Como lo dijimos más arriba, hubo formaciones y líderes valientes, como Chávez, que no provenían de un partido revolucionario. Se trata, una vez más, de dinámicas políticas, de luchas abiertas, de una historia por hacer y no ya trazada en el ADN «de clase» de ninguna formación. Ideas de este tipo han repetido esta letanía ante cualquier proceso popular no conducido por ellos mismos. Estaba sí, dentro de las posibilidades, puesto que Alexis Tsipras siempre rechazó la acusación de querer salirse del euro. Se trataba de una apuesta y una lucha política al interior de la única formación de izquierda que logró transformarse en vehículo de aspiraciones y expectativas de millones de griegos, aunque no fuese un partido revolucionario puro y conviviesen en él sectores heterogéneos. Hablando en términos de probabilidades, eran mucho mayores que surgieran fenómenos progresivos, luchas vivas, en el seno de Siryza que de los grupos sectarios o del PKK, perdido como está hace ya tiempo en su propio mundo. Lo confirma la Plataforma de Izquierda, hoy en el corazón de la lucha contra la austeridad en el nervio central del proceso político.

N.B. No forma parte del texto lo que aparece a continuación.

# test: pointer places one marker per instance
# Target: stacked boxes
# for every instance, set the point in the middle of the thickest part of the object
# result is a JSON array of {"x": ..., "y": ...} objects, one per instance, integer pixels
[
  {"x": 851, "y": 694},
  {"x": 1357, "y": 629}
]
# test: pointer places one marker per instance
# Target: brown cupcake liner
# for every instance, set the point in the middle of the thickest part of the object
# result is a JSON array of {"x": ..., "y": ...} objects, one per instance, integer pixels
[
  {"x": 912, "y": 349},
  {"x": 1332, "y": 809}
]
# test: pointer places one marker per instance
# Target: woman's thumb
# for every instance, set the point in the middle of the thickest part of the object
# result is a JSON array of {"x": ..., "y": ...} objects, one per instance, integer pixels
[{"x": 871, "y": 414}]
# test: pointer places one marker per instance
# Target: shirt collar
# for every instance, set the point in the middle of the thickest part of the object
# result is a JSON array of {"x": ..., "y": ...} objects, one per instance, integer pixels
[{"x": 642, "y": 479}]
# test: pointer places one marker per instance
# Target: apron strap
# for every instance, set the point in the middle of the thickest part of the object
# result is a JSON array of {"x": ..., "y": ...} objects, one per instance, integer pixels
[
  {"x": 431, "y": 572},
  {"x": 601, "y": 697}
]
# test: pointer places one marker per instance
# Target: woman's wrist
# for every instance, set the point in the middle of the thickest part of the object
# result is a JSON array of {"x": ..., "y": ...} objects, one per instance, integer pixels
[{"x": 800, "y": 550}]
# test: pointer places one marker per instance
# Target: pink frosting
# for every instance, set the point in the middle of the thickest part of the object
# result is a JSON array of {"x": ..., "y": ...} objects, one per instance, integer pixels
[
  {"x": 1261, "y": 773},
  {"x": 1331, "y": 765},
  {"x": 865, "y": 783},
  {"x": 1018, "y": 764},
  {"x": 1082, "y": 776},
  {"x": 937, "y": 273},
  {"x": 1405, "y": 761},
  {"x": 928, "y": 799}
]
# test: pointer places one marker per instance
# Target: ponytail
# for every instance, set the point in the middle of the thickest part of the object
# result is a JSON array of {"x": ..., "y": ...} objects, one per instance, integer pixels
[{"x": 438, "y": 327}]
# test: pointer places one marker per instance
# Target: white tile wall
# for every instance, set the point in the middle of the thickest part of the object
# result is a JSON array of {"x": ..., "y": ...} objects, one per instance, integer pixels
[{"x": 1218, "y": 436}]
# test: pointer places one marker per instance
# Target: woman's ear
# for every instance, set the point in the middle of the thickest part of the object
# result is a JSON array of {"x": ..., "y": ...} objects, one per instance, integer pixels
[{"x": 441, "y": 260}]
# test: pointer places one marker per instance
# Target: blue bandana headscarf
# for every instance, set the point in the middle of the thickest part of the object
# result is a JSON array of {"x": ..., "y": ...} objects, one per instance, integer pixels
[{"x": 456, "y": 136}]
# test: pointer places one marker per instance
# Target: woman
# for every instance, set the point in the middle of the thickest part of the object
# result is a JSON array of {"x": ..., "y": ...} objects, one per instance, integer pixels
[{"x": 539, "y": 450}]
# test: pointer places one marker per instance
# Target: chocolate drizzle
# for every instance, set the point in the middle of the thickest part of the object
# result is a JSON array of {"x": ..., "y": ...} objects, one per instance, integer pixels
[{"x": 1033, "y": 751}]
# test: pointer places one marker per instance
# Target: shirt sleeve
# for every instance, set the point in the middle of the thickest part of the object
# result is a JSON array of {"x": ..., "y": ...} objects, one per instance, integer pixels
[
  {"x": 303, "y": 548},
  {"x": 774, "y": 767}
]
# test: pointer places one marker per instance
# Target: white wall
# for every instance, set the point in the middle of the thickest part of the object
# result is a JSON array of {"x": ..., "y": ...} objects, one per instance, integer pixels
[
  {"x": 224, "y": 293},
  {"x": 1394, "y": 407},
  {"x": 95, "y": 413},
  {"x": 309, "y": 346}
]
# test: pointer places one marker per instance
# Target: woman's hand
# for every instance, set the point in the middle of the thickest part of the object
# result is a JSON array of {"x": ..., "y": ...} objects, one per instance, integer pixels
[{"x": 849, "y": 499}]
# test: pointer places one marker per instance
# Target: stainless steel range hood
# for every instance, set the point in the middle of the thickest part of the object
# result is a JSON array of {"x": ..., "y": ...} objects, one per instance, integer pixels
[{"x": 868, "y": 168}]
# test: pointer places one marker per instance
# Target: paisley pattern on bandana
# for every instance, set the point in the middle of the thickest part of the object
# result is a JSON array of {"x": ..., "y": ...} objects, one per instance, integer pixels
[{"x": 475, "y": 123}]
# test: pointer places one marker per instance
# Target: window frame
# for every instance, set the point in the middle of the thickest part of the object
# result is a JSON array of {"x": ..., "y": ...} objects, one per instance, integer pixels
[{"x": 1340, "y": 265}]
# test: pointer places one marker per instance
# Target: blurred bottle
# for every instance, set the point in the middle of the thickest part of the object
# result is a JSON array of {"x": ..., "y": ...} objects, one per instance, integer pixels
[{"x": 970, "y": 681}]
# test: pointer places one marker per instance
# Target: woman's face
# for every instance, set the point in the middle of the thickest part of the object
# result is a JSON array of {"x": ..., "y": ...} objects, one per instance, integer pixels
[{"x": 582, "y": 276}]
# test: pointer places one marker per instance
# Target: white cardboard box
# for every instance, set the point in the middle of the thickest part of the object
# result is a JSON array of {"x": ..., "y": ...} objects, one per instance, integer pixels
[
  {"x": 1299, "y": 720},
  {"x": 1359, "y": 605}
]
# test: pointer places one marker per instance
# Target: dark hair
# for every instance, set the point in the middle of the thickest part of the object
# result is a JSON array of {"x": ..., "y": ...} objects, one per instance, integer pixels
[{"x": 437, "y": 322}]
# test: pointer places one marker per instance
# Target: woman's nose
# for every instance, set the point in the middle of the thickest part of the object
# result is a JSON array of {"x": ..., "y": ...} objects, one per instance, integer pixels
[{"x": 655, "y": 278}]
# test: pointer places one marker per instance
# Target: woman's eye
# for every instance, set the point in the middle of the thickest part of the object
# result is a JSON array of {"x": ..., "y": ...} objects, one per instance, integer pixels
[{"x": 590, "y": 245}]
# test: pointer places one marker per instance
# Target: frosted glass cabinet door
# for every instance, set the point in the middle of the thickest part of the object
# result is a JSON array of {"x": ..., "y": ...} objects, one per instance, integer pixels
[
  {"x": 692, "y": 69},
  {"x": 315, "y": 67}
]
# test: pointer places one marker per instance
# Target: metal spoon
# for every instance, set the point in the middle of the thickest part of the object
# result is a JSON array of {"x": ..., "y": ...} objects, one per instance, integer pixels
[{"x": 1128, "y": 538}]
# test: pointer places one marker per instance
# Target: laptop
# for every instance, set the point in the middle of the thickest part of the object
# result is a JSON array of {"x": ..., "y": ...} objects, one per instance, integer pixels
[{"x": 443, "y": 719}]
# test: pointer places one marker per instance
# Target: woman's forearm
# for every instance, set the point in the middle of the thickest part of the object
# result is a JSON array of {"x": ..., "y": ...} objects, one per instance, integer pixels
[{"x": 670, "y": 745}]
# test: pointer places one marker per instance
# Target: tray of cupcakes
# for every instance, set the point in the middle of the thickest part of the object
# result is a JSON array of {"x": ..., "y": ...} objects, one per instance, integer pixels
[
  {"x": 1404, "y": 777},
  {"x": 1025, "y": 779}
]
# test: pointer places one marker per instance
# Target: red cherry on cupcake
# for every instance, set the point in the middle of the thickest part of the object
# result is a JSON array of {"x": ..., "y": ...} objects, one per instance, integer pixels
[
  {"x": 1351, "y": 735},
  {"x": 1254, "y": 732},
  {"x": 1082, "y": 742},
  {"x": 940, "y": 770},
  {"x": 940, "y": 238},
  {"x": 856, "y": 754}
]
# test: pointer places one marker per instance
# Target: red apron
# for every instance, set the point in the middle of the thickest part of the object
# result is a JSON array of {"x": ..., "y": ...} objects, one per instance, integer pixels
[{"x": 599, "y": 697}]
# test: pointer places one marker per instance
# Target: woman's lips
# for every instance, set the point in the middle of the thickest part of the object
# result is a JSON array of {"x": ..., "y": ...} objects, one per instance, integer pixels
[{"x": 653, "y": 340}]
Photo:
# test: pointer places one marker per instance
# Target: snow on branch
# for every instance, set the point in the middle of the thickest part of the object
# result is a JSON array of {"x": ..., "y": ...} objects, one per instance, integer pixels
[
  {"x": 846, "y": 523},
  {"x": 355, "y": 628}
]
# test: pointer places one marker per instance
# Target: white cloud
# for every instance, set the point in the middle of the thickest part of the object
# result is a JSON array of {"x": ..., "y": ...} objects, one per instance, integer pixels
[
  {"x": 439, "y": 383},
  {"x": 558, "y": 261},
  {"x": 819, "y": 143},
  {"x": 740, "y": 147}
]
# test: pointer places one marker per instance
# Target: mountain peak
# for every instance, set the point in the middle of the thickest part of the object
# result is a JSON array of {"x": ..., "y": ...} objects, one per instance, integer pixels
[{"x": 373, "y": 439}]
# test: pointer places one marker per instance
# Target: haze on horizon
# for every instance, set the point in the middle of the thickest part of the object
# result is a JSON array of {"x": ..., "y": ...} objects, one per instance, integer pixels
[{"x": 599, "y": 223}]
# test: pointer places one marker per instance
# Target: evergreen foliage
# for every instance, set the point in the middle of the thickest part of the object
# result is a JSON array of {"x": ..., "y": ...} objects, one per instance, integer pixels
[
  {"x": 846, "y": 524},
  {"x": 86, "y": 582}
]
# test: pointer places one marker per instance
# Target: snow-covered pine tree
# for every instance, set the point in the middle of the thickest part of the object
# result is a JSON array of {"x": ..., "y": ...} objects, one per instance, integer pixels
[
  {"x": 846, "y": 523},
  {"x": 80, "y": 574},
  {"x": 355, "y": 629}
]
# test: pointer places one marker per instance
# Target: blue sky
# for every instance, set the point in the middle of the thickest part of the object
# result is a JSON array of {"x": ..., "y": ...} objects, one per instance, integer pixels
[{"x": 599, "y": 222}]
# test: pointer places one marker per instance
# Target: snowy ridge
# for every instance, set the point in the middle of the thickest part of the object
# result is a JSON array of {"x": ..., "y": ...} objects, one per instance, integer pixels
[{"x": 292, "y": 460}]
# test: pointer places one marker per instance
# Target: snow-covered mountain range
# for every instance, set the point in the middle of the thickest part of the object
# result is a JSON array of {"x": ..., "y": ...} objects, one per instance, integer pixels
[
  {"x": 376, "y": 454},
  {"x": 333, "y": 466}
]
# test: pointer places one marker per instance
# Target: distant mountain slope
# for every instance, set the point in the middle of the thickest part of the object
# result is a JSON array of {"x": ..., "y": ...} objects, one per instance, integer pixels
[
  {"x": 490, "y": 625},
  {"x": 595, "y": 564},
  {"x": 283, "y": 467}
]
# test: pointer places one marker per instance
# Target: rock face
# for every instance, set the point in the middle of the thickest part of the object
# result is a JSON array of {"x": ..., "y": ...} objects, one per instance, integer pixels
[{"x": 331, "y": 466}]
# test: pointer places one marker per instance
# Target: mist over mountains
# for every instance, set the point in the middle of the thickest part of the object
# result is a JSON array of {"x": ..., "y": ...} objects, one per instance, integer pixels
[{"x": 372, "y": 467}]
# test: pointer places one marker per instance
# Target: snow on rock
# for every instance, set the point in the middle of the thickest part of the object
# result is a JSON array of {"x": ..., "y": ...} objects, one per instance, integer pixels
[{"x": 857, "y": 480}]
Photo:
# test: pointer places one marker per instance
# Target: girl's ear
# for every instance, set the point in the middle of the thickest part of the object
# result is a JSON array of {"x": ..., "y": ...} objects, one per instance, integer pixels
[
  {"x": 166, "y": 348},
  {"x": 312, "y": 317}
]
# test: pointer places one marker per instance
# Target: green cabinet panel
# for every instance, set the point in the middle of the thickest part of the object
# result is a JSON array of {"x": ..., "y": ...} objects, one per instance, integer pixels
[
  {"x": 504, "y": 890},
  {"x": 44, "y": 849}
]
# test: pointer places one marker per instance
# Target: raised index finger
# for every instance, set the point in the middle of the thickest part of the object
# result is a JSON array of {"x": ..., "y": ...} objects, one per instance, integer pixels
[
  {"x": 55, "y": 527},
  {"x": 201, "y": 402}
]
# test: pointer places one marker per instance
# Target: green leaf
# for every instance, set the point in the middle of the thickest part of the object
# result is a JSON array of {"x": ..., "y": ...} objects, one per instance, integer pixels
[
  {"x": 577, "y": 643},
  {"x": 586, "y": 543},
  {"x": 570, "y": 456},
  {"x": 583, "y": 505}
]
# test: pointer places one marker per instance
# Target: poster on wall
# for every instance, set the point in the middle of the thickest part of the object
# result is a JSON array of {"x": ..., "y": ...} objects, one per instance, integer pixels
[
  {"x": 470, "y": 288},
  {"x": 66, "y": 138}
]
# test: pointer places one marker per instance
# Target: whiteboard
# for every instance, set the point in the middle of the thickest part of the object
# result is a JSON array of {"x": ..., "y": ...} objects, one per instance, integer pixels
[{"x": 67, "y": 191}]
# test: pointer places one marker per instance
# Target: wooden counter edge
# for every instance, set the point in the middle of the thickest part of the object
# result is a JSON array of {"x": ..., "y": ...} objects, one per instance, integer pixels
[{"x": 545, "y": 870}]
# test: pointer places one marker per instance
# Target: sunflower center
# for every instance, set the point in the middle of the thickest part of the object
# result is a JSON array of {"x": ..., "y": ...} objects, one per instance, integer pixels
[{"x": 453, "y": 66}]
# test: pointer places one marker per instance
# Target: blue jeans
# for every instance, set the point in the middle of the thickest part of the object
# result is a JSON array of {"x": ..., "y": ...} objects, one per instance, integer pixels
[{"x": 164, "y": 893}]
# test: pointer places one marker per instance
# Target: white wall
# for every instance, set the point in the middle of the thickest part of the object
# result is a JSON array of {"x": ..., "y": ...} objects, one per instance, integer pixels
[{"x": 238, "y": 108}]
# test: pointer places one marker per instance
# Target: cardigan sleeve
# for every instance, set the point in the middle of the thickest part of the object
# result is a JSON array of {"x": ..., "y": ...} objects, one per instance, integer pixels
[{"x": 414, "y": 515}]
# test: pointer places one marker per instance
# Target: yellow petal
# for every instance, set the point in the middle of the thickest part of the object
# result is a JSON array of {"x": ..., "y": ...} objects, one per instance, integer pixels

Como dijo Marx, el movimiento real vale más que mil programas. Este proverbio hoy, luego de la crisis del socialismo real, en un continente donde no hay ninguna situación revolucionaria ni mucho menos, al revés, donde la derecha levanta cabeza y la clase trabajadora no da muchas muestras de resistencia, en fin, hoy, ese proverbio tiene más actualidad que nunca. ¿Quiere decir que no valen los programas? No, al revés, sólo desde el movimiento real pueden surgir los auténticos programas revolucionarios, es decir, populares, y no las recetas repetidas de memoria que valen para todo momento y lugar. Como lo revela la complejidad de la situación europea, el desafío de pensar estratégicamente la relación entre internacionalismo práctico, soberanía nacional e intereses populares, no es apta para formulismos que se cortan y pegan. En definitiva, tal como lo han formulado las corrientes críticas al interior de Siryza, sólo desde el corazón del proceso político que cristalizó en Siryza se podía y se debía intervenir, aprender, aportar e instalar una agenda anti-capitalista en una Europa que se está revelando más conservadora de lo que se creía. Sólo desde allí podía intentar resolverse la contradicción entre eurofilia y austerofobia. Un dilema que sigue abierto y que tendrá nuevos capítulos, en Grecia y fuera de ella. El plan es inviable. En las puertas de su fracaso se reabrirán los interrogantes sobre los beneficios de la Europa hiper capitalista. Mientras tanto, los trabajadores resistirán ajustes, cierres y privatizaciones. Habrá nuevos temblores políticos y batallas parlamentarias. Nuevos capítulos de una trama abierta y en disputa. No apta para los festejadores de fracasos y devoradores de migajas.